If you’re a history buff and alpinist you’ve probably got what you think is a pretty good sense of the 10th Mountain Division’s role in WWII. Or do you?
The nascent “10th” of the 1940s was an oddity. Somewhat of an experiment instigated by an amateur skier, the Division became one of the most over-hyped aspects of WWII when they trained for three years in the U.S. under worshipful media scrutiny — not seeing meaningful combat until the last days of the conflict in Italy.
Because the Division has been so heavily glorified, you might have wondered if their fighting might have been subject to hyperbole as well. Most books and film I’ve studied about the 10th don’t help answer that question. Instead, they seem to focus on three years of mountain training in Washington and Colorado, while avoiding the details and grit of the Italian conflict. Or else they’re very personal accounts, which while amusing or fascinating don’t truly convey the big picture.
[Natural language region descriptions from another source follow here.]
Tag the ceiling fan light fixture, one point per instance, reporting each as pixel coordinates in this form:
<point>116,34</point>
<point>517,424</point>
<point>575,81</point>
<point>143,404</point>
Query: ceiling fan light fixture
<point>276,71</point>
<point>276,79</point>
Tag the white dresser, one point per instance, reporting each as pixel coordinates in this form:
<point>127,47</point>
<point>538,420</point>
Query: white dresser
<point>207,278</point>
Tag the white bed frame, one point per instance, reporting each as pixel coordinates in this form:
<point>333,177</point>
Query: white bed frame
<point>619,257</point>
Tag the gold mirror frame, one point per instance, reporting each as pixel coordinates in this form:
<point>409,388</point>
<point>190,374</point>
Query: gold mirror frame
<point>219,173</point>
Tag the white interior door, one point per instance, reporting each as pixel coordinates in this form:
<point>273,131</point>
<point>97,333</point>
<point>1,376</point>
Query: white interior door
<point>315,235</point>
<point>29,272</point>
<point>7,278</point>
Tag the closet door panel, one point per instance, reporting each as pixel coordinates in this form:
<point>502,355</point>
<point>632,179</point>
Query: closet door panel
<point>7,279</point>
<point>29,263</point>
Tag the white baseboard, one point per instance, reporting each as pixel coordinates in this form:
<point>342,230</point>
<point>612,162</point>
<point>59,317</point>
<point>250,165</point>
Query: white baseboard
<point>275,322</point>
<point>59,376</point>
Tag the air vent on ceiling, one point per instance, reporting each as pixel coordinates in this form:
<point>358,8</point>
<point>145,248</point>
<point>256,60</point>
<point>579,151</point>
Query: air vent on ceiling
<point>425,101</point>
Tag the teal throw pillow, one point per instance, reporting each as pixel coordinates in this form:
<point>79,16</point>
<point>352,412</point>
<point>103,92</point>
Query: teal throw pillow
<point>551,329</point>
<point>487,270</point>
In his 255 page work “The Last Ridge” (first published in 2003) author McKay Jenkins attempts to go beyond the vast but sometimes cursory body of work regarding the 10th Mountain Division, and succeeds. He does so by mixing a well researched narrative chronology of the Division, combined with first person accounts gleaned from well written letters and compelling oral history.
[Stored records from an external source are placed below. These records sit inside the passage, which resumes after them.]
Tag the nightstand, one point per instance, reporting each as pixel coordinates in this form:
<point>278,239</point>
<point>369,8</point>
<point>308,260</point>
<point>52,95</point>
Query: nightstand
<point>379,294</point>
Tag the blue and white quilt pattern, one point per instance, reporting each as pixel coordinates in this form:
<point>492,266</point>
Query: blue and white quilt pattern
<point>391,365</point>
But what truly sets “Last Ridge” up as a definitive 10th book is the detailed descriptions of their combat. Beginning with the awful debacle of Kiska (when the only men killed in combat were shot by their fellow soldiers) all the way up through the justifiably famous and tragically brutal combat in the Italian mountains, you receive a first-hand account of exactly what went on through the eyes of men who fired the weapons, were grievously wounded, and frequently died.
One such casualty, (I won’t give away the name and ruin the read) is a sensitive young man who sends beautiful letters home that form a compelling sub-plot detailed by Jenkins. You’re drawn into the soldier’s story, wondering if he’ll return to his loved ones. He doesn’t. And around a thousand others do not as well.
Lest we forgot, battles such as The Bulge (around 19,000 Americans dead) and Omaha Beach were heroic and tragic on a much greater scale than the 10th’s stint in Italy. Nonetheless, the fact that these were our first specially trained mountain soldiers resonates with any of us who dabble in alpinism. Thus, getting the details is wonderful, (not to mention good motivation for any pacifistic tendencies you may have, as honest first-person infantry combat accounts tend to be).
Oh, and by the way, Jenkins is careful to note that while 10th soldiers did patrol and do a modicum of combat using ski gear, they did not use skis during their major actions and battles. More, he clarifies the fact that nearly all the Division’s specialized mountain gear was left in the U.S. by the military bureaucracy, and that their work on the steep Italian terrain was done with improvised equipment such as mattress covers cut into jackets, ropes tied around their feet for backcountry snow and ice traction, and ski gear borrowed from the Italians. Regarding such, Jenkins writes “Even without their fancy gear, the men had deep reserves of alpine intelligence.” I love that sentence, as it speaks so clearly to what we all know to be true, that your mind and spirit are what get you through the mountains safely, with gear only acting in support.
Highly recommended, well indexed and footnoted (e.g., Jenkins used more than a thousand pages of personal letters during his research).
Note that Jenkins also wrote the excellent (though somewhat depressing), The White Death: Tragedy and Heroism in an Avalanche Zone.